Autre nouveauté du décret de 2014, la double signature obligatoire sur l’accord de prêt, mais aussi des subventions octroyées aux collectivités locales. Si dans le décret de 1997, la CPSCL gérait, selon un barème prédéfini, les prêts et subventions accordés, dans celui de 2014, ceux-ci doivent faire l’objet d’une double signature du ministre de l’Intérieur et du ministre des Finances. Non seulement les collectivités n’auront plus de visibilité budgétaire clairement définie pour leur programme annuel, mais cela encombrera encore plus la célérité des projets au niveau décisionnel.

D’ailleurs, il est étonnant de voir que le barème fixant les prêts et les subventions -en fonction de la nature des projets- disparaitre. Celui-ci fixait strictement les taux d’intérêts, les périodes de remboursement et la période de grâce des prêts, mais fixait aussi le plafond des subventions. Or le nouveau décret, lui, prévoit une autre répartition :

● Concernant les prêts : « Les taux d’intérêt ainsi que les échéances des prêts sont fixés par décret sur proposition du conseil d’administration de la Caisse des Prêts et de Soutien des Collectivités Locales ».

Il s’agit donc d’une étude au cas par cas, ne tenant pas compte, uniquement, de la nature du projet.

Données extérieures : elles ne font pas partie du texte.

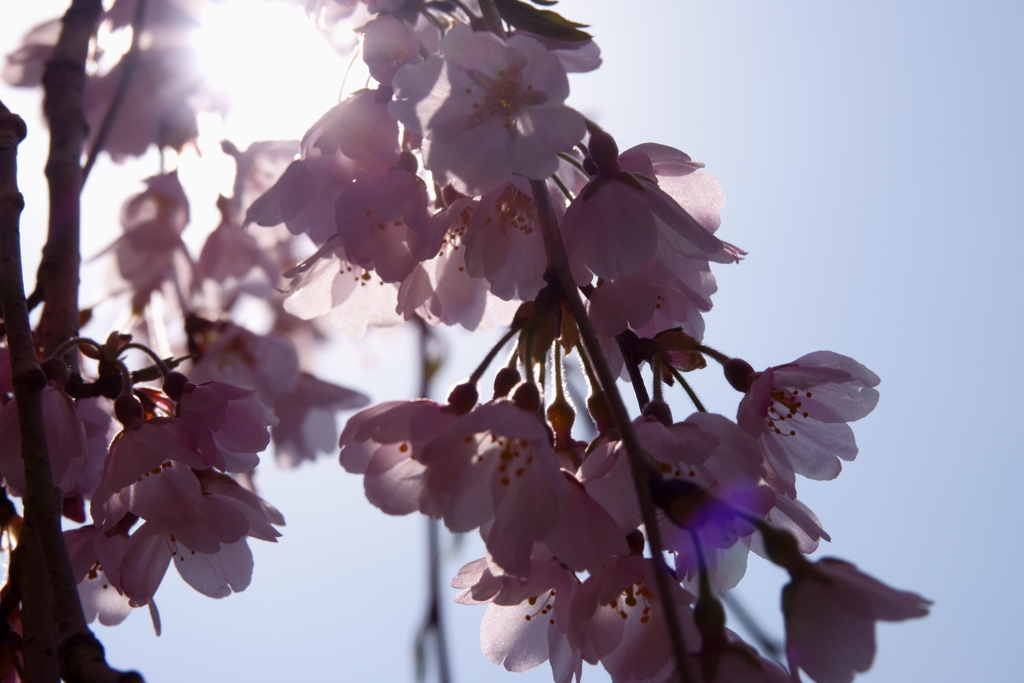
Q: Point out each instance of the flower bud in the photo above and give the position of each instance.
(659, 411)
(463, 397)
(604, 152)
(527, 396)
(561, 416)
(738, 374)
(681, 500)
(127, 409)
(174, 385)
(505, 380)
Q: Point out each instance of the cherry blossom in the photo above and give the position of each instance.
(228, 424)
(525, 623)
(495, 466)
(385, 442)
(616, 619)
(487, 109)
(800, 412)
(65, 435)
(659, 227)
(830, 608)
(388, 44)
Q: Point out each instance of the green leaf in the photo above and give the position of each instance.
(541, 22)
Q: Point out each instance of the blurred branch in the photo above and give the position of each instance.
(768, 644)
(64, 82)
(53, 601)
(130, 61)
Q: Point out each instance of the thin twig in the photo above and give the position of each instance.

On est, ici, en pleine gestion « libérale » favorisant nettement l’instauration des Partenariats Publics-Privés (PPP).

● Concernant les subventions : Elles prennent deux formes :

– Des subventions globales non affectées : « octroyées annuellement aux collectivités locales, selon une formule basée sur des critères qui tiennent compte de la population, du potentiel fiscal de chaque collectivité locale », dont le calcul des modalités d’octroi sont fixés, conjointement, par les ministres des Finances et celui de l’Lntérieur, avec les effets mentionnés plus haut.

– Des subventions affectés : « octroyées aux collectivités locales et destinées à couvrir la totalité des coûts d’exécution du programme spécifique de réhabilitation des quartiers populaires et au financement des autres projets prioritaires nationaux ou spécifiques » autorisées conjointement par les ministres des Finances et de l’Intérieur.

En outre, le décret de 2014 prévoit une autre obligation pour les collectivités locales afin qu’elles puissent jouir des subventions de l’Etat : une bonne gestion des deniers publics. Celle-ci fera l’objet d’une évaluation annuelle, publiée chaque année, et servira d’appui à l’ajustement des montants des subventions à venir. L’article 12 du décret prévoit que « Le transfert des subventions affectées est subordonné à l’état d’avancement dans la préparation du projet présenté au financement ». L’état d’avancement du projet devra être vérifié par la CPSCL en fonction des conditions que vont prévoir les ministres des Finances et de l’Intérieur.

Le Décret n° 2014-3505 du 30 septembre 2014, fixant les conditions d’attribution des prêts et d’octroi des subventions par la CPSCL, répond exactement aux aspirations établies par la Banque Mondiale dans son rapport. Si la Caisse perd quasiment toute sa souveraineté et tout son pouvoir discrétionnaire, le ministère des Finances et de l’Intérieur semblent, eux, les grands gagnants dans la gestion budgétaire des collectivités locales.

Enfin, et c’est là tout l’objet de ce décret inspiré par la Banque Mondiale, le barème d’octroi des subventions et des prêts disparait. En se débarrassant d’une logique de distribution rigide, la Banque Mondiale ouvre la voie d’une décentralisation encore plus inégalitaire. Ainsi, en axant les subventions affectées sur la population et le potentiel fiscal, tout en ôtant les barrières de distribution rigides aux autres collectivités, le gouvernement tunisien va asphyxier encore plus les petites communes en ouvrant une voie royale à l’instauration de partenariats publics-privés dans des zones non encore efficacement exploitées.

En suivant les recommandations de la Banque Mondiale, et en signant l’accord de prêt avec la BIRD, le gouvernement Jomaa, à travers son ministre de l’Economie et des Finances, Hakim Ben Hammouda, n’a pas seulement mis les collectivités locales les moins développées au ban du développement, il a surtout, consciemment, laissé l’opportunité à certaines entreprises étrangères de piller le pays.